77 The appellant makes no submissions in support of this particular. That said, the Minister considers, I assume inferentially, that the appellant relies on BBS15 v Minister for Immigration and Border Protection (2017) 248 FCR 159 in support of the contention.
78 In BBS15 the then Refugee Review Tribunal (RRT) rejected the appellant's claim that he was a Christian convert because there was no material to corroborate his claim that he attended church. However, there was uncontested evidence before the primary judge that an officer of the Minister's Department had received a supporting letter from the appellant's pastor as part of his application for a visa but, because of an administrative error, the letter was not provided by the Secretary to the Tribunal with the review documents.
79 The appellant contended that the RRT had failed to provide him with a reasonable opportunity to be heard in accordance with s 422B and s 425 of the Act in that: the RRT, by representations it made, had caused him to understand that the documents he had provided to the Department in support of his visa application and relevant to his review would be obtained and considered by it; he had relied on that understanding; and, as a consequence, he had conducted his part of the review on a false premise.
80 The Full Court (Griffiths, Kerr and Farrell JJ) held that the RRT had denied the appellant procedural fairness because it had conducted the review in a manner that created an impression in the appellant that it had all of the documents relevant to the review which the appellant had provided to the Department. At [106] their Honours said:
None of the cases purports to narrow the principle established by the High Court in Muin and Aala. That is, it is a failure of s 425 of the Act if the failure to provide information causes the Tribunal (even innocently) to mislead an applicant to mistakenly believe that a state of affairs exists and that in turn affects the manner in which the case is conducted to the applicant's detriment. In any event we would be bound by the hierarchy of precedent to apply the reasoning of the High Court.

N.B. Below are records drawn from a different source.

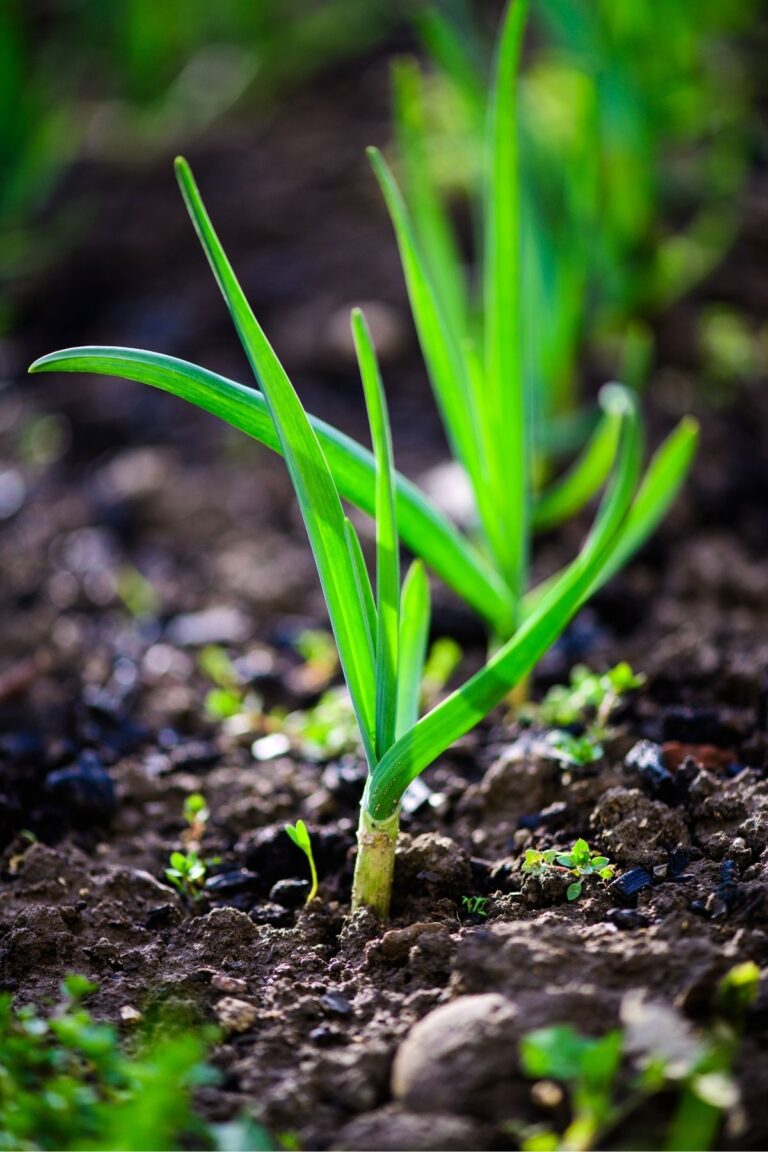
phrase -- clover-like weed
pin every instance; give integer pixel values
(187, 872)
(588, 698)
(580, 862)
(381, 635)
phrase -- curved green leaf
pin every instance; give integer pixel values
(387, 542)
(423, 529)
(313, 484)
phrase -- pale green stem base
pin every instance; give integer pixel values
(375, 863)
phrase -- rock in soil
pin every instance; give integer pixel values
(459, 1059)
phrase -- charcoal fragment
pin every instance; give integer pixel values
(630, 884)
(84, 789)
(628, 918)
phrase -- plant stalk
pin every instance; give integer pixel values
(375, 862)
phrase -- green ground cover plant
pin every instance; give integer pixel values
(381, 635)
(68, 1082)
(608, 1078)
(579, 863)
(484, 399)
(299, 834)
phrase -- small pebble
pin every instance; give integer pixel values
(230, 984)
(289, 893)
(336, 1003)
(235, 1015)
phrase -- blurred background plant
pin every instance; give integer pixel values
(118, 81)
(637, 133)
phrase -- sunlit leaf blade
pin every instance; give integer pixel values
(423, 529)
(364, 590)
(583, 480)
(663, 479)
(431, 219)
(504, 411)
(387, 543)
(413, 634)
(466, 706)
(316, 492)
(441, 348)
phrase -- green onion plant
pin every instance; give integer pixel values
(381, 627)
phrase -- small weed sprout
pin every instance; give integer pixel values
(381, 627)
(299, 834)
(226, 698)
(67, 1083)
(588, 698)
(476, 906)
(663, 1054)
(326, 730)
(318, 650)
(580, 862)
(187, 873)
(196, 813)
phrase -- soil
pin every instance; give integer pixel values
(103, 732)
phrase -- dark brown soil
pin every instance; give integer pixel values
(103, 733)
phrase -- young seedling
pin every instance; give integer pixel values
(196, 813)
(301, 836)
(476, 906)
(580, 862)
(609, 1078)
(478, 377)
(187, 873)
(67, 1081)
(590, 698)
(381, 638)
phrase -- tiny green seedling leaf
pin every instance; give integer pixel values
(301, 836)
(579, 863)
(187, 873)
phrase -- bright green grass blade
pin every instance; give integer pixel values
(413, 634)
(471, 703)
(442, 354)
(311, 477)
(663, 479)
(503, 409)
(586, 476)
(363, 581)
(423, 529)
(431, 220)
(387, 543)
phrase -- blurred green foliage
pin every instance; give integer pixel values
(126, 77)
(637, 129)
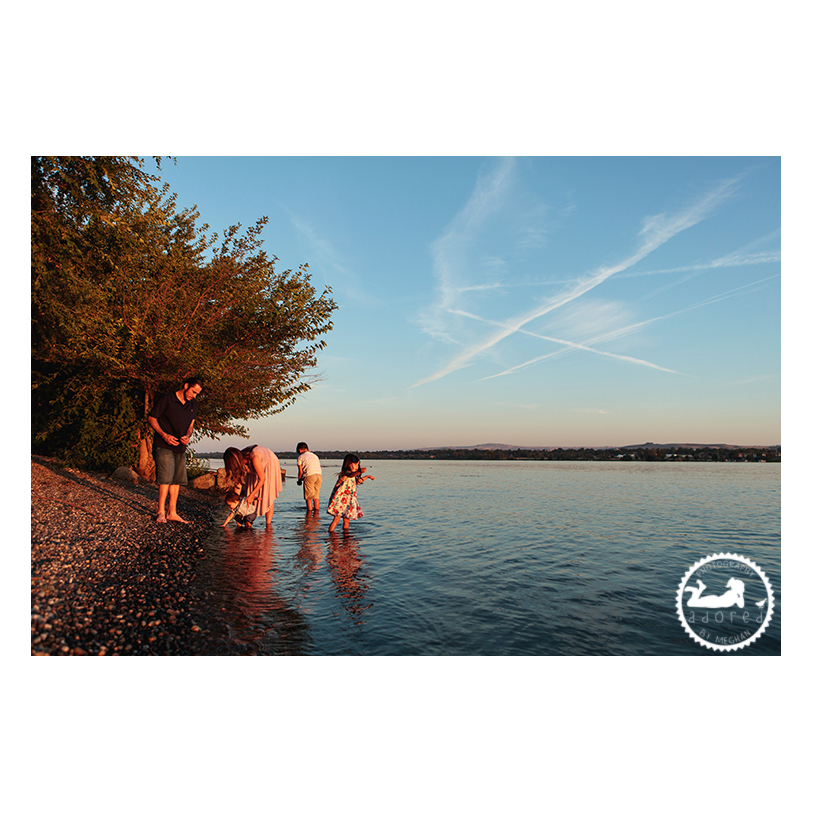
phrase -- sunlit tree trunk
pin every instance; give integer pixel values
(146, 463)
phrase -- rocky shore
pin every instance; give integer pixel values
(106, 578)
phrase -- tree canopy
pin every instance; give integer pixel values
(129, 296)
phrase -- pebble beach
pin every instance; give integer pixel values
(106, 578)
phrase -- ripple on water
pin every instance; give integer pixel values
(490, 558)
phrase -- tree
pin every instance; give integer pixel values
(129, 297)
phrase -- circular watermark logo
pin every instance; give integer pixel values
(725, 602)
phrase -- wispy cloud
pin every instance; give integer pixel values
(450, 249)
(747, 255)
(751, 287)
(333, 266)
(655, 231)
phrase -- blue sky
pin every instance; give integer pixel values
(533, 301)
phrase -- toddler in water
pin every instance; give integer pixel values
(343, 502)
(244, 513)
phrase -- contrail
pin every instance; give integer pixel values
(621, 332)
(656, 231)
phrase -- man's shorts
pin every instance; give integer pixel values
(311, 485)
(170, 467)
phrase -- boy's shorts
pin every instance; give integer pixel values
(311, 485)
(170, 467)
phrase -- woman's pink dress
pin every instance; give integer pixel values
(273, 479)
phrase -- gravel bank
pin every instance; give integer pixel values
(106, 578)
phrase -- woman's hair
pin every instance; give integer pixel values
(235, 463)
(345, 472)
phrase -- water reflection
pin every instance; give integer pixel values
(258, 617)
(346, 567)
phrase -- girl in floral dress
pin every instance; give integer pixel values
(343, 502)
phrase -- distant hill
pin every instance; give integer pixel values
(487, 447)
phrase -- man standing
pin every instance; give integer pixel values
(309, 474)
(173, 419)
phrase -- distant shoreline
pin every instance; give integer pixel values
(644, 452)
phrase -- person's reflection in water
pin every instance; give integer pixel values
(345, 564)
(309, 556)
(260, 619)
(310, 553)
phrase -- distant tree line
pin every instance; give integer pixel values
(768, 454)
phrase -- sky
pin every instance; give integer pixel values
(531, 301)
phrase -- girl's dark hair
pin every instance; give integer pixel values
(345, 472)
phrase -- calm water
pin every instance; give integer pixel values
(490, 558)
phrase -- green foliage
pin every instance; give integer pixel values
(195, 467)
(129, 297)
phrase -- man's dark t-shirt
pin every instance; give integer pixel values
(174, 418)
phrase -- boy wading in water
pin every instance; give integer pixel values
(309, 476)
(173, 419)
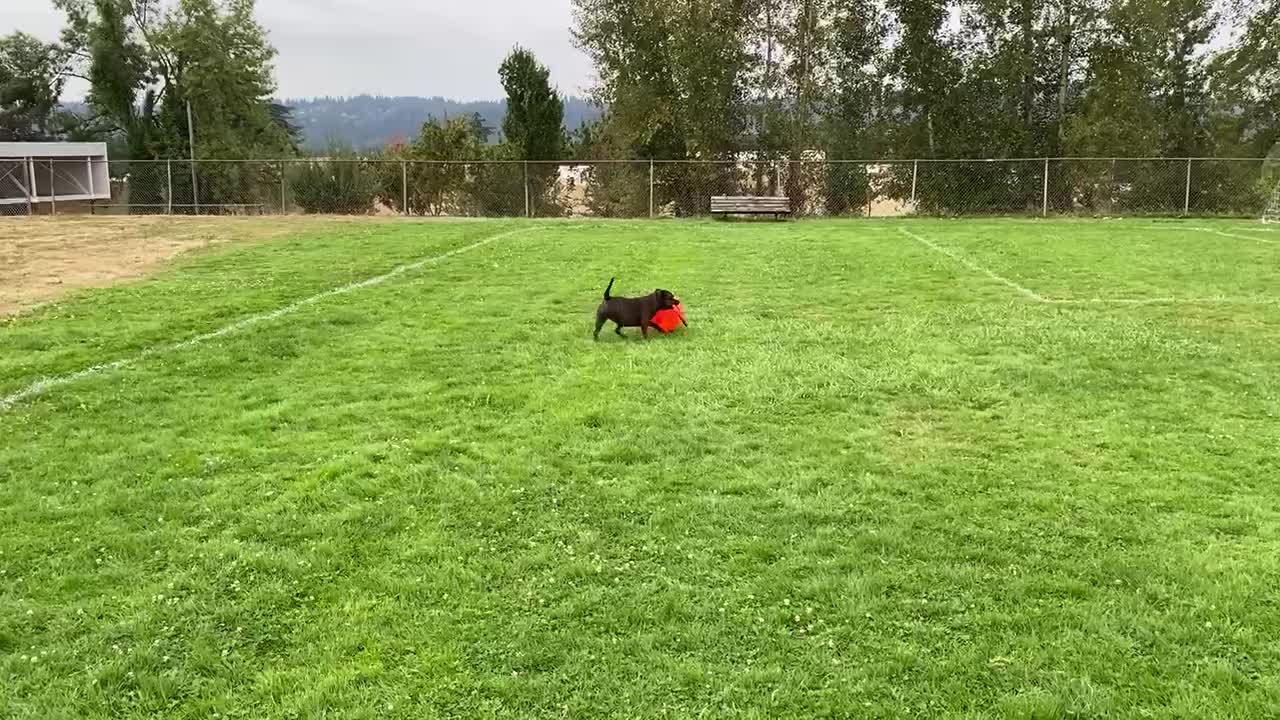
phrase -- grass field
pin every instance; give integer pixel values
(931, 468)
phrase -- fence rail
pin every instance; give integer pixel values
(643, 188)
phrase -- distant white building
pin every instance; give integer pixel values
(33, 173)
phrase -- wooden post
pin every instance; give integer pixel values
(915, 173)
(1187, 199)
(92, 199)
(30, 171)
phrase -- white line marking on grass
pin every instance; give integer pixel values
(973, 265)
(46, 383)
(1269, 241)
(1168, 301)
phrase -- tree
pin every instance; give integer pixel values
(1247, 81)
(146, 62)
(31, 82)
(535, 113)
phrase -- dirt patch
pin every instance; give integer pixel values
(42, 259)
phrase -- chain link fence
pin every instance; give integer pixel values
(663, 188)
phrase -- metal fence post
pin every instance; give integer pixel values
(868, 173)
(650, 188)
(195, 188)
(1187, 200)
(1045, 204)
(915, 173)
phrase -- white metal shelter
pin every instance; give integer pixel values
(32, 173)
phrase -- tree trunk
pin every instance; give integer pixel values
(1028, 67)
(1064, 73)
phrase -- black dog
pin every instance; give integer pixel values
(631, 311)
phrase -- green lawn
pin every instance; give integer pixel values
(876, 478)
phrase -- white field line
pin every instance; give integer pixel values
(1038, 297)
(1255, 238)
(44, 384)
(976, 267)
(1215, 300)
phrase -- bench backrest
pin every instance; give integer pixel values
(750, 204)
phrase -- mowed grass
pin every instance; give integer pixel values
(871, 481)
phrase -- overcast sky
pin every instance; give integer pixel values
(449, 48)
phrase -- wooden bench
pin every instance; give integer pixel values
(750, 205)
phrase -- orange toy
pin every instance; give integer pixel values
(668, 319)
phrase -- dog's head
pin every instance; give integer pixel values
(666, 299)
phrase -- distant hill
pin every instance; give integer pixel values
(369, 121)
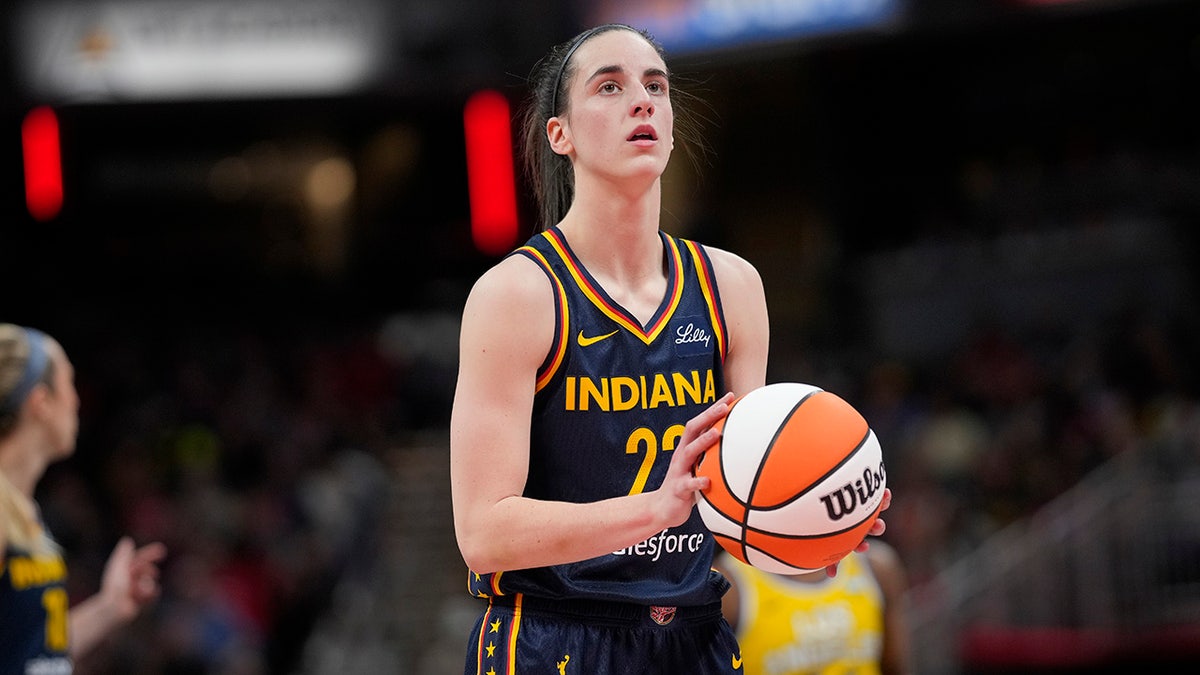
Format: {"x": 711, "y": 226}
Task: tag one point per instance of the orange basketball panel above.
{"x": 813, "y": 553}
{"x": 821, "y": 432}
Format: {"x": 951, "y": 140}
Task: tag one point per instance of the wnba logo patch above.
{"x": 663, "y": 615}
{"x": 691, "y": 336}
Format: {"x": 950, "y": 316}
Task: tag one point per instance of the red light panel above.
{"x": 490, "y": 174}
{"x": 43, "y": 163}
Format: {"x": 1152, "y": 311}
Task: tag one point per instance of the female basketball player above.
{"x": 39, "y": 422}
{"x": 813, "y": 625}
{"x": 594, "y": 362}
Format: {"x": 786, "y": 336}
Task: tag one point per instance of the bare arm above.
{"x": 745, "y": 316}
{"x": 507, "y": 330}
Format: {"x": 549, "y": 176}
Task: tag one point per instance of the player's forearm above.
{"x": 519, "y": 532}
{"x": 91, "y": 621}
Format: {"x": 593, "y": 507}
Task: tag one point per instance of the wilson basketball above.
{"x": 796, "y": 481}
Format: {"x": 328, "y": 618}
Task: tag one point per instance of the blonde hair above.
{"x": 19, "y": 524}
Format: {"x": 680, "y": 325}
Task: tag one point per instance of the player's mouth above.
{"x": 645, "y": 132}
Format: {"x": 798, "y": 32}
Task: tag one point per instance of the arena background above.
{"x": 976, "y": 220}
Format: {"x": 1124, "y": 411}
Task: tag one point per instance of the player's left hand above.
{"x": 131, "y": 577}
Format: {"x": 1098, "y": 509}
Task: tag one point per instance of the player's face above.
{"x": 619, "y": 121}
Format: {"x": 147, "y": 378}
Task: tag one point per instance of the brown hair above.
{"x": 549, "y": 173}
{"x": 19, "y": 525}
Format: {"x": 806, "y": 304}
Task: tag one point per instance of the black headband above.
{"x": 35, "y": 368}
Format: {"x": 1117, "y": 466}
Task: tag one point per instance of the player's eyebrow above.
{"x": 612, "y": 69}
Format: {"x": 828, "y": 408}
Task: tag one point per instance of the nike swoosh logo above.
{"x": 585, "y": 341}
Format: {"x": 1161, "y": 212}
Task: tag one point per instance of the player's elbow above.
{"x": 479, "y": 553}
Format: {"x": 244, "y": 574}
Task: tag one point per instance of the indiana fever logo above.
{"x": 845, "y": 500}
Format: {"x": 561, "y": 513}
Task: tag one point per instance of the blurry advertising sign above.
{"x": 699, "y": 25}
{"x": 143, "y": 49}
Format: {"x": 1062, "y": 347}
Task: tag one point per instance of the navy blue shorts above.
{"x": 519, "y": 635}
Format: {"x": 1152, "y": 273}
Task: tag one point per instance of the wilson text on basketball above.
{"x": 845, "y": 500}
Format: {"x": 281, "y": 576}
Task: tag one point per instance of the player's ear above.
{"x": 559, "y": 136}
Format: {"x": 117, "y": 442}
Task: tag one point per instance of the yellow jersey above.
{"x": 789, "y": 626}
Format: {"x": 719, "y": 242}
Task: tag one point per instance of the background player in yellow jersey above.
{"x": 815, "y": 623}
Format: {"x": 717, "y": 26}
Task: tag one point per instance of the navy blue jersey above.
{"x": 33, "y": 614}
{"x": 612, "y": 398}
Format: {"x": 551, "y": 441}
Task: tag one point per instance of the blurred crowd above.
{"x": 1006, "y": 425}
{"x": 258, "y": 458}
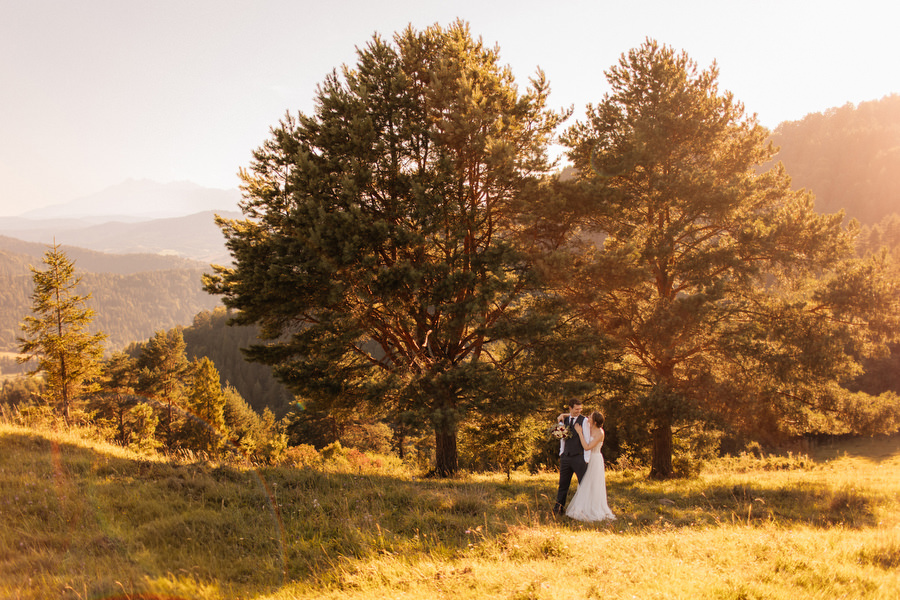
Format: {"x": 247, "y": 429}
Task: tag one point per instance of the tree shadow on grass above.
{"x": 809, "y": 504}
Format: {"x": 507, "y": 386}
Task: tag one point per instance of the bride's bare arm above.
{"x": 597, "y": 440}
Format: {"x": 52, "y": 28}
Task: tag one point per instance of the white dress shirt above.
{"x": 585, "y": 429}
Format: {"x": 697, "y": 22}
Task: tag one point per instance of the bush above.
{"x": 302, "y": 455}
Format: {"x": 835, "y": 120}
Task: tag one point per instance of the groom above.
{"x": 572, "y": 456}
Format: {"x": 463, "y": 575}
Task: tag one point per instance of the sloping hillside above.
{"x": 848, "y": 156}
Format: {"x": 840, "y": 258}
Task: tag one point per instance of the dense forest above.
{"x": 849, "y": 157}
{"x": 132, "y": 295}
{"x": 210, "y": 336}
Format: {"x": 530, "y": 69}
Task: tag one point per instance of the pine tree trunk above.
{"x": 661, "y": 466}
{"x": 446, "y": 457}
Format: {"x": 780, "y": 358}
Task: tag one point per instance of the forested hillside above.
{"x": 211, "y": 336}
{"x": 849, "y": 157}
{"x": 132, "y": 295}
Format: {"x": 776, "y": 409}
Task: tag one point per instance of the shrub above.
{"x": 302, "y": 455}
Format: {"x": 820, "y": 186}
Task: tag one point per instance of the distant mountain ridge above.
{"x": 849, "y": 157}
{"x": 133, "y": 295}
{"x": 194, "y": 237}
{"x": 142, "y": 199}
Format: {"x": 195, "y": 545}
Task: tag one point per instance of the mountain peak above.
{"x": 143, "y": 199}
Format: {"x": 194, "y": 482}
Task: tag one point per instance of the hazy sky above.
{"x": 98, "y": 91}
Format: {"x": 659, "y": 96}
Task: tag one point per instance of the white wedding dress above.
{"x": 589, "y": 502}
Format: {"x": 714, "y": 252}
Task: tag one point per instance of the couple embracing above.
{"x": 579, "y": 454}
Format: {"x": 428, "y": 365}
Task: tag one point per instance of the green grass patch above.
{"x": 80, "y": 520}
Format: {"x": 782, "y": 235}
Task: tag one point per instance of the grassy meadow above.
{"x": 84, "y": 520}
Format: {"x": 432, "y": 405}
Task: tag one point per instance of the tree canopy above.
{"x": 56, "y": 336}
{"x": 730, "y": 297}
{"x": 380, "y": 252}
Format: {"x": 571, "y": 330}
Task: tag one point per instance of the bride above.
{"x": 589, "y": 502}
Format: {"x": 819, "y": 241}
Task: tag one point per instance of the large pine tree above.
{"x": 726, "y": 292}
{"x": 56, "y": 335}
{"x": 378, "y": 251}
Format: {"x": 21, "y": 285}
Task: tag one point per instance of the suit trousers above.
{"x": 569, "y": 464}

81 The appellant seems to suggest that he was under a misapprehension that his biodata interview was before the Tribunal. However, as the Minister submits, the appellant does not give any evidence that he laboured under such a misapprehension; the biodata interview was not connected to the appellant's protection visa application, such that he could have reasonably expected it to be before the Tribunal; and, in contrast to the position in BBS15, the Tribunal did not say anything to the appellant during the hearing that would give him the impression that it possessed or considered the biodata interview. There is no evidence before me capable of leading to conclusions of the type referred to in BBS15 at [7].
82 In my view proposed ground 1 lacks merit.